殺人ウイルスによるバイオテロや、寄生虫が気になる人は要チェック!
『インハンド』


突然ですが私は心配性だと思います。
家でお肉や魚類を調理するのも怖く、素手で切っても大丈夫なのか…?とドキドキしながら、調理器具や台所を熱湯消毒ばかりしているタイプです。

ノロウイルスやインフルエンザの流行が報道されれば、どこに行っても各種消毒を徹底し、公共の場でのウォシュレットなど恐ろしくて使えません。

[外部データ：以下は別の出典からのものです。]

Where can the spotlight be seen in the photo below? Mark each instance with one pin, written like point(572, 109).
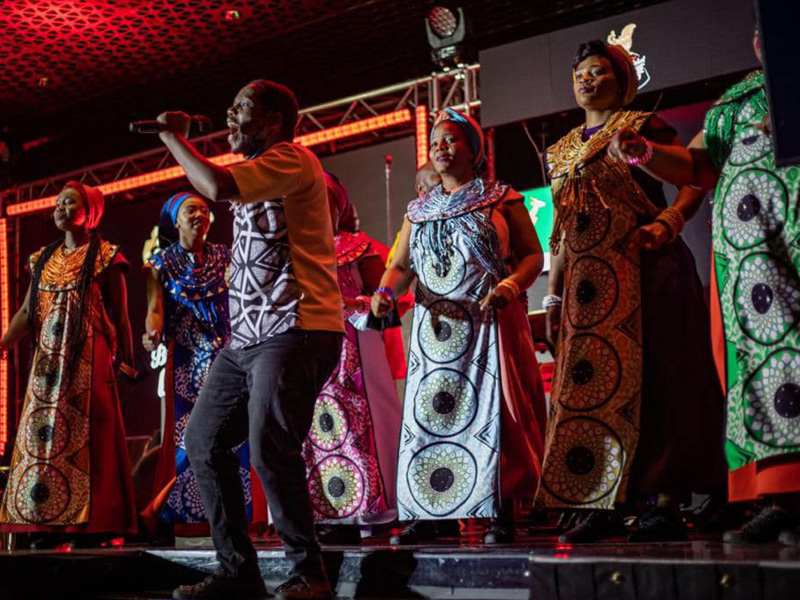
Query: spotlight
point(446, 32)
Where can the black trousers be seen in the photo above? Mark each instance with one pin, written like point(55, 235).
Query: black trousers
point(267, 393)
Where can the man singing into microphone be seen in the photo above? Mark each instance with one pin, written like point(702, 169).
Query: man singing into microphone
point(286, 321)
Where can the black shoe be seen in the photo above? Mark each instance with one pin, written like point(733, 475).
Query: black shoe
point(301, 588)
point(418, 531)
point(447, 528)
point(659, 526)
point(597, 525)
point(790, 537)
point(500, 532)
point(765, 527)
point(87, 541)
point(47, 542)
point(339, 535)
point(218, 587)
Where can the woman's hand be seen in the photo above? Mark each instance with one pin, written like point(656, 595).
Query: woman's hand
point(151, 339)
point(381, 304)
point(498, 298)
point(552, 325)
point(627, 144)
point(649, 237)
point(358, 304)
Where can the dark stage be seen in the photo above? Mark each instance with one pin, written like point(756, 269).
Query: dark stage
point(535, 567)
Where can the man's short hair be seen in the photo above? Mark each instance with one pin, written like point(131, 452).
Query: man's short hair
point(277, 97)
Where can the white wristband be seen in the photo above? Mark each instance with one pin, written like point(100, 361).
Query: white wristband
point(550, 301)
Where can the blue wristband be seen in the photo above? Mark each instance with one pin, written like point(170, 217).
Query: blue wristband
point(385, 290)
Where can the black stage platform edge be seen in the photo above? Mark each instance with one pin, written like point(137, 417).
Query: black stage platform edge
point(90, 574)
point(536, 569)
point(382, 572)
point(682, 571)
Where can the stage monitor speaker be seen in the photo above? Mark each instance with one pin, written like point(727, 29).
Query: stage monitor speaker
point(780, 50)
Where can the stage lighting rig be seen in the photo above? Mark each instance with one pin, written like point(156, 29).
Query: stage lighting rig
point(446, 31)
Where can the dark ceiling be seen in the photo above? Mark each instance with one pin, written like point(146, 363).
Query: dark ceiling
point(74, 73)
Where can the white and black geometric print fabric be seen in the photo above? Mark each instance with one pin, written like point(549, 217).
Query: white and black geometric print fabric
point(263, 291)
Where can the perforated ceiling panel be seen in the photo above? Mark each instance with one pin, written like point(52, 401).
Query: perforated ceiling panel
point(83, 48)
point(75, 72)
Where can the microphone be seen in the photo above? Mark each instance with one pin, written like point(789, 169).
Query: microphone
point(202, 122)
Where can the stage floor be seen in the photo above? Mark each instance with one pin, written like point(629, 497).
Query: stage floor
point(534, 567)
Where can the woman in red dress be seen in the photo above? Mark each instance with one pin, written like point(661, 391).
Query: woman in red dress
point(70, 473)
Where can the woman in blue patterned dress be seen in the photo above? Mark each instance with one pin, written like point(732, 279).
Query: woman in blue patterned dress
point(187, 308)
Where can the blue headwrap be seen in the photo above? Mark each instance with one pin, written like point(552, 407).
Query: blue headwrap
point(169, 215)
point(470, 128)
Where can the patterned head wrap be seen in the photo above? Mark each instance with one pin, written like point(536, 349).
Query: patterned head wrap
point(470, 128)
point(625, 70)
point(339, 198)
point(95, 202)
point(169, 216)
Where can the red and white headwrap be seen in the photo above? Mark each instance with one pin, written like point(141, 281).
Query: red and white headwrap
point(94, 199)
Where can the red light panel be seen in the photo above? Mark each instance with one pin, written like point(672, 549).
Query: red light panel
point(421, 122)
point(5, 319)
point(310, 139)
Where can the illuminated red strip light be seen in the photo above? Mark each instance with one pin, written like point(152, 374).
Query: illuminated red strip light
point(311, 139)
point(421, 122)
point(5, 319)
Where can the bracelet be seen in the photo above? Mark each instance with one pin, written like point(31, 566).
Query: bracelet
point(551, 301)
point(673, 220)
point(645, 158)
point(511, 285)
point(365, 301)
point(387, 291)
point(127, 370)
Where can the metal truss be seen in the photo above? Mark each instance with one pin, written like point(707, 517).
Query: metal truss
point(457, 88)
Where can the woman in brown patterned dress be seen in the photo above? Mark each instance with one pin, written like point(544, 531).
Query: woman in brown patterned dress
point(635, 408)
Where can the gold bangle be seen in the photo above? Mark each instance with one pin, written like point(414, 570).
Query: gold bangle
point(127, 370)
point(673, 219)
point(512, 285)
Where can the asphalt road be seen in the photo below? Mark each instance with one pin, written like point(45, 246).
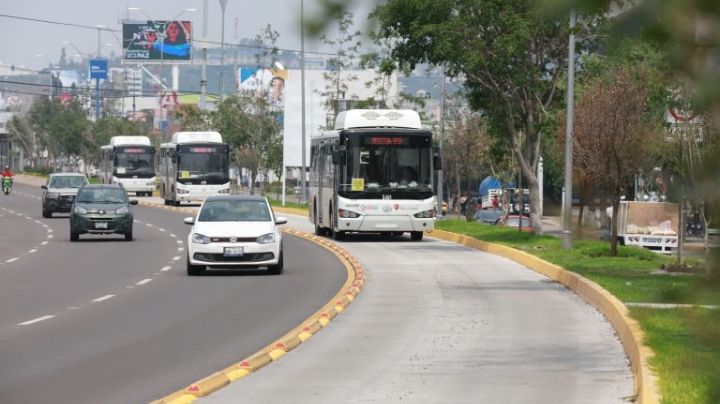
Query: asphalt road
point(441, 323)
point(105, 320)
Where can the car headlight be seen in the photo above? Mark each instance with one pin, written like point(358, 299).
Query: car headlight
point(426, 214)
point(266, 238)
point(347, 214)
point(200, 239)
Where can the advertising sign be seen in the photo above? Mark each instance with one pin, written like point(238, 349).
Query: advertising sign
point(98, 69)
point(154, 41)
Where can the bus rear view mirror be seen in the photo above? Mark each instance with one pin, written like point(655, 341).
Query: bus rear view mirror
point(338, 157)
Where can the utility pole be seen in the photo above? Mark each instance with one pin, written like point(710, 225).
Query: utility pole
point(302, 97)
point(567, 197)
point(203, 76)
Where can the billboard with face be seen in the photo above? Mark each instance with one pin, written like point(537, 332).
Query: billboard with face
point(157, 40)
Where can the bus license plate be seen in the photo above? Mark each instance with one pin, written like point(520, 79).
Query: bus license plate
point(233, 252)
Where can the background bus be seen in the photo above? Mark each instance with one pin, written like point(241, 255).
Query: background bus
point(192, 166)
point(130, 161)
point(373, 173)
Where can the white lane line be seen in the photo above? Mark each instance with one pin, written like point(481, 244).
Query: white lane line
point(37, 320)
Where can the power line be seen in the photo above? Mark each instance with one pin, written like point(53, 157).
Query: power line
point(114, 31)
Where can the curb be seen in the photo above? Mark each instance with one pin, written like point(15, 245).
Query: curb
point(628, 329)
point(277, 349)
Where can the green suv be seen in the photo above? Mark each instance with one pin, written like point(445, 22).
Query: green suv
point(101, 209)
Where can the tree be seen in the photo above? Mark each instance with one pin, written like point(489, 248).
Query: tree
point(510, 55)
point(346, 46)
point(611, 138)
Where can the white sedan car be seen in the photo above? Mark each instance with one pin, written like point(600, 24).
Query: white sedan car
point(234, 231)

おそらくこんなに心配しなくても大丈夫だと思うのですが、それでも怖い!!

常日頃から、寄生虫や感染症を心底恐れて生活してます。
多分この心配からくる心的ストレスの方が身体に悪いという自覚はあります(笑)

そんな私ですが、ついつい怖いもの見たさで「うわあ」とか「おおお」とか言いながら読み進めるジャンルがあります。
医療・救護系の寄生虫や感染症を取り扱う漫画です。

人気ドラマの原作『インハンド』も、そんな漫画のひとつなので、おすすめさせてください!


©朱戸アオ/講談社


情報を知っておけば、何かあったときに疑うことができる。


本作『インハンド』は、寄生虫専門の研究者・紐倉が縁あってPSC(厚生省患者安全委員会)や、内閣情報調査室健康危機管理部門の人々から感染症の調査協力依頼を受け、様々な観点から原因を探っていく物語です。

1977年に地球上から根絶されたはずの天然痘ウイルスに感染した疑いがあるバイオテロ事件の調査や、
南米の寄生虫が原因で目が腫れてただれる眼瞼浮腫という症状が出る、シャーガス病
致死性の高いTARSコロナウイルスなどの題材が取り扱われ、どれも緊張感漂う内容ばかりです。


紐倉は寄生虫が好きで、自らのお腹で10.72mの日本海裂頭条虫(別名:サナダムシ)を育てるような、いわゆる変人です(笑)

ちなみにこの寄生虫、サケやマスに寄生しているので天然モノを生でたらふく食べたら……ああああ……育てることができるかもしれないらしいです……本当かな……。


そんな変人が作中で披露する寄生虫や感染症に対する知識は、どれも驚くものばかり!

実は根絶されたウイルスでも世界で2箇所、アメリカとロシアで厳重に保管されていたり、
天然痘と症状が同じ「サル痘」は今も世界に現存しているなど、無知だった私には「へえ」と思うことばかりの情報が満載です。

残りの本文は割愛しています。